Di Joseph Ratzinger non
ho foto da pubblicare ma soltanto qualche lettera di ringraziamento e di
apprezzamento per i libri che di tanto in tanto gli mandavo in dono come
editore. Le missive erano naturalmente vergate e firmate dai suoi collaboratori.
Ho però un piccolo e
trascurabile aneddoto del tempo in cui, come giovane ed entusiasta cronista d’assalto,
mi occupavo di “cose di Chiesa” per un grosso quotidiano.

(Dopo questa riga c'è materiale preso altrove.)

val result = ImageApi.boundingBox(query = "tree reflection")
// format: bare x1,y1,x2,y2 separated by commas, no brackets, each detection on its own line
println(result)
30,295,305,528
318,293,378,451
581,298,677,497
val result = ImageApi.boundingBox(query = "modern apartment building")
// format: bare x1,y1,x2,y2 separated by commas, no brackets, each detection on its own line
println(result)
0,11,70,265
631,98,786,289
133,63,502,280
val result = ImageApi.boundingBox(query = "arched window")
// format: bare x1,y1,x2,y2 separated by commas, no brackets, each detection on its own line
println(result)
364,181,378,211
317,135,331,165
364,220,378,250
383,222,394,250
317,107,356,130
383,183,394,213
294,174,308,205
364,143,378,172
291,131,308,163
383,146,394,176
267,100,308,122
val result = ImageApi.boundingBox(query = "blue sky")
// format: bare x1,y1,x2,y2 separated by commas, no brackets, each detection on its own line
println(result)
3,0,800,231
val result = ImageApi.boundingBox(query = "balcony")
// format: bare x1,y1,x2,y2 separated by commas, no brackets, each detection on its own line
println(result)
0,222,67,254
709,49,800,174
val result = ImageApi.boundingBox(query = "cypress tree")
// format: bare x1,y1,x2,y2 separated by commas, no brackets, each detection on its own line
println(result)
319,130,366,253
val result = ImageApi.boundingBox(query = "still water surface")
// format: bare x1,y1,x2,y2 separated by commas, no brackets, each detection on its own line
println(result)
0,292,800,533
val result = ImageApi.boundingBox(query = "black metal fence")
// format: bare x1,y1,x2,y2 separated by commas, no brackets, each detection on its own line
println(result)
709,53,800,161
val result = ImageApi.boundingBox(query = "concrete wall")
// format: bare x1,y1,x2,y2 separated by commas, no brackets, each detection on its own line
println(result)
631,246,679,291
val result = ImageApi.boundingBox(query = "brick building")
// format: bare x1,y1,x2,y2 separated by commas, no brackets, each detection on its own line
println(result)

A quel tempo, l’ex pontefice
emerito era prefetto della Congregazione per la dottrina della Fede. Un ruolo
di assoluto primo piano nella Chiesa di allora guidata saldamente dal papa
polacco.
Seppi che sarebbe venuto
a Palermo per una iniziativa organizzata dall’arcidiocesi e proposi al giornale
di intervistarlo. In verità, non speravo che si facesse intervistare da un
cronista quasi sconosciuto ma il mio caposervizio m’incoraggiò a provare
dicendomi un po’ sornione: “Hai il prestigio del giornale alle spalle”.
Mi misi subito al lavoro
per stendere le domande con l’aiuto di un amico teologo, molto brillante ma
poco allineato. L’intervista verteva quasi tutta sul tema testimonianza
cristiana-fede-mafia. Tre pagine fitte di domande. Erano tante ma sapevo che
qualcuna sarebbe stata cassata.
Chiamai la segreteria
della Congregazione per dottrina delle Fede e da lì iniziai un garbato confronto
con il segretario di Ratzinger, mons. Josef Clemens, che quasi ogni giorno mi
mandava, allora si usava il fax, richieste di modifiche delle domande o di eliminazione
di alcune di esse. Dopo una settimana di trattative, mons. Clemens, persona
assai garbata e con un delizioso accento tedesco, mi mandò ciò che erano disponibili
a concedermi: tre domandine assai generiche seguite da tre virgolettati che
altro non erano che brevissimi passaggi dell’intervento che avrebbe tenuto a
Palermo.
Allora ero un giornalista assai
ingenuo e pieno di fervore e rifiutai sdegnato di firmare pubblicare quella che
non era più la mia intervista. Quando ne parlai con un mio collega più anziano
che si occupava anche di Vaticano, mi disse avevo sbagliato a non voler uscire
con l’intervista perché era pur sempre un personaggio assai importante e che,
comunque, con gli altri prelati si usava - e penso si usi ancora - così.